When I started Real Media in 1995, NYC lacked a lot of the basic infrastructure, services and institutional culture that Silicon Valley had in
spades -- we didn't have real estate folks that knew how to deal with start-ups. Our law firms and accounting firms didn't understand the unique needs of start-ups. There weren't pools of
tech-savvy talent ready to take start-up risks. When I started TACODA in 2001, it had gotten much better, but it was still far from where the Valley was in terms of start-up "friendliness."
Having revisited these issues once again when I started Simulmedia late last year, I can say that a lot has changed; a lot has improved.
NYC real estate brokers and landlords now
understand us and offer leases with the kinds of flexibility start-ups need. Many professional service firms in NYC are now very start-up-savvy and -friendly. We now have lots of talent eager to join
start-ups, and more is coming into the city every day. And, just as important, the city government and the local and business media now focus on start-ups and start-up investors and now celebrate the
successes of the start-up community and recognize that NYC is not just about Wall Street. Silicon Valley has provided a great environment for start-ups for many, many years, [but] I suspect that it
hasn't improved that much over the years, certainly not to the extent that New York City has.
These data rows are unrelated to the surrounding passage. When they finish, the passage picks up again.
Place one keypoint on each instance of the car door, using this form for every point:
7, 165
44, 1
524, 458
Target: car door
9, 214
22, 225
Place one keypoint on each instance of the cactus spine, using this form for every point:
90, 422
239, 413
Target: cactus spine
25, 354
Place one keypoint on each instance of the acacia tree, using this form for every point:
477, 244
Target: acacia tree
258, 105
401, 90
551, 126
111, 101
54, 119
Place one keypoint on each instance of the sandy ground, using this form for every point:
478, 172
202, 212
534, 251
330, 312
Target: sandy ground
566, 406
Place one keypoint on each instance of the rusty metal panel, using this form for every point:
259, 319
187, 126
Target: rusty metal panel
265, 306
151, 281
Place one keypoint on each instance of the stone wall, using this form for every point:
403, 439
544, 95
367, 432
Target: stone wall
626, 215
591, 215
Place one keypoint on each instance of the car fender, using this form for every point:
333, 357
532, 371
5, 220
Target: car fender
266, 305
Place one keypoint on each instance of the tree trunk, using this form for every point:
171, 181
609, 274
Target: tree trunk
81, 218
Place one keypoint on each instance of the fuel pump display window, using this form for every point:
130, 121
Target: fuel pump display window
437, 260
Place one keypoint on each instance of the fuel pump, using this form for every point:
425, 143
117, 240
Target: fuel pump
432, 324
New York is improving more and more as a home for technology-driven start-ups. Whether it
will rival the Valley in that area, I don't know. But, as technology-businesses become more and more about how you apply technology in innovative ways to solve business or consumer problems,
rather than what pure technology you can invent, I believe that New York city will become an even better home for technology start-ups. So much global business is conducted here. Of course, like so
many New Yorkers, I am parochial and biased about my adopted home. What do you think?